Visual Model Interpretability for Telco Churn in Cloudera Data Science Workbench

by Michael Gregory

Posted in Technical | June 06, 2019 8 min read

Disclaimer: the scenario below is hypothetical. Any similarity to any specific telecommunications company is purely coincidental.

Although we use the example of a telecommunications company the following applies to every organization with customers or voluntary stakeholders.

Introduction

Imagine that you are a Chief Data Officer at a major telecommunications provider and the CEO has asked you to overhaul the existing customer churn analytics. The current process relies on manual export of data from dozens of data sources including ERP, CRM, and Call Detail Record (CDR) databases onto a user’s PC. The data is then manually collated into a massive spreadsheet which is copied and sent to ten different department heads, each of which does their own analysis based on the products and services they provide. The spreadsheet takes 15 minutes to open on their laptops but… it works. Recently the Chief Marketing Officer decided he needed a holistic view and bought an expensive, off-the-shelf software package including a pre-trained model to analyze the whole dataset.

The Problem

After many years of operating in this way the marketing intern who had been collating the data into that spreadsheet is ready to graduate. The programs and campaigns haven’t had a noticeable impact on overall churn and the Chief Information Officer is being asked tough questions about ROI. In addition, the newly appointed Data Protection Officer has sent official memos stating that the current practices leave the company at considerable risk of violating numerous government regulations relating to data privacy and acceptable use. More importantly you, as Chief Data Officer, receive an email from the CMO who has recently spent an inordinate amount of money on a post-mortem analysis with churned customers. The results can be summarized by one former customer’s comment:

“I switched carriers months ago and I have just now received an email, three phone calls, and four text messages from your company, each one offering me a different new feature for my upcoming renewal. Upcoming renewal?! I changed carriers months ago and none of the features they offered had anything to do with it. In any case, I’d like you to stop marketing to me, stop calling me, and erase all of my data.”
Anonymous Customer

The problem is clear. The existing process is too slow, too inaccurate, not holistic, leaves the business at considerable risk and relies on one person’s undocumented, manual work. Your palms are literally sweating at the idea of cleaning hundreds of historical spreadsheets on dozens of laptops and home directories… and those are just the ones you know about. Oh, and then there are all the source databases too.

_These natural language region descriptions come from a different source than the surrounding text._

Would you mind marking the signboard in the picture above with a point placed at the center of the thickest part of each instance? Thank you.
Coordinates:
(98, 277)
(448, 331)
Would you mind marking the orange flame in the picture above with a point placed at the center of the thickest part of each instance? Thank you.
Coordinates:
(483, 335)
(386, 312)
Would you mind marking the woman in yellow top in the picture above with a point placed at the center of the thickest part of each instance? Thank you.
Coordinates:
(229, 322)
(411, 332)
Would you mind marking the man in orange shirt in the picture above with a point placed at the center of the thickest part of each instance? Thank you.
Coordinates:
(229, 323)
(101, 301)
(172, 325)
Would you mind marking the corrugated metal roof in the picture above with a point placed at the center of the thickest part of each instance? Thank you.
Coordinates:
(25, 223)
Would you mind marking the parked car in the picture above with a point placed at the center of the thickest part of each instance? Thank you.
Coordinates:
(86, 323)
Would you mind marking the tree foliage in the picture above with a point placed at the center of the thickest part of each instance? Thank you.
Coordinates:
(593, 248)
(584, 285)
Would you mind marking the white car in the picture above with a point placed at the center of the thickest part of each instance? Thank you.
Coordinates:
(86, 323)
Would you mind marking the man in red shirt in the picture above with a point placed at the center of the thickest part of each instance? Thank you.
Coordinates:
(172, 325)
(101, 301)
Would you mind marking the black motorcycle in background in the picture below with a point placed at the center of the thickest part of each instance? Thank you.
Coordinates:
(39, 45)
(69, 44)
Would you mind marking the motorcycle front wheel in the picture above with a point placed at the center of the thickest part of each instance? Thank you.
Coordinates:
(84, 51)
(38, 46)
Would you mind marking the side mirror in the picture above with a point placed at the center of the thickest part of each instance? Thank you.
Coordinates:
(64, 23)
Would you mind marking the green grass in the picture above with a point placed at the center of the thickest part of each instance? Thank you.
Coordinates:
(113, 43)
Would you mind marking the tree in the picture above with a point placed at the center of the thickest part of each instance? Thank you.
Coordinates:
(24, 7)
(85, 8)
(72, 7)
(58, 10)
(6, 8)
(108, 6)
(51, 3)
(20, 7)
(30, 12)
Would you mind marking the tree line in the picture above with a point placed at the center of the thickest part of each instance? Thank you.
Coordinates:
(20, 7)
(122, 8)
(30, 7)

“Hell hath no fury like an angry CDO.”
Anonymous IT Manager

The Solution

While the specific resolution is not obvious, you realize that the problem has been solved in similar domains using modern platforms and machine learning techniques. As you research options, you realize that the solution must be built around the core concepts of Speed and Agility with the following building blocks:

Open Source: Anything (whether it is a single employee or a consultant or OEM software provider) that doesn’t allow your organization to OWN your data, your algorithms, and your models will eventually leave you blind. (By “own,” you understand not only the intellectual property rights but also have an intimate knowledge of the inner workings and capabilities.) Although you may need to rely on outside advice for building these capabilities initially, your team must have an intimate knowledge of the data and models to truly own your future. Additionally, open source software and libraries allow for rapid innovation and continuous development of your ability to meet your customers’ needs.
Near-Real-Time: Monthly, manual updates of churn data are much too slow to really meet the needs of the business. Any processes and platforms used in this solution must enable the team’s ability to rapidly move through the workflow of data acquisition, visualization, model training, testing, deployment, and monitoring. Stale data and models are more insidious than none at all, since they give the false impression that an organization is making decisions based on timely insights.
Governance and Lineage: Similar to the dangers of stale data, the organization faces real risks if it cannot understand what data is being used to make decisions. Rather than manually-curated copies of data, the solution must have a centralized single-point-of-truth that is used by all stakeholders to make decisions. Data stewards will ingest, clean and curate data in a central location while keeping track of versions, validity and other aspects of the data lifecycle.
Secure and Auditable: Good governance, security and auditability are the vital foundations of rapid innovation with data. A data platform which lacks these enterprise-grade capabilities will eventually be shut down for not meeting regulatory compliance requirements.
Interpretability: You’ve read the Interpretability report from Cloudera Fast Forward Labs and you know that many machine learning models can be “black boxes” which are nearly impossible to explain. Lacking clarity as to why a model has made a prediction, the business faces the real risk of making bad decisions. At best, the marketing and sales teams may recommend the wrong cross-sell or up-sell options to a customer. At worst, the company could spend tens of millions of dollars on an ill-advised campaign. Additionally, the Risk and Compliance team have warned you that Article 22 of the European Union’s General Data Protection Regulation (GDPR) stipulates that – among other things – ML models should be easily interpretable.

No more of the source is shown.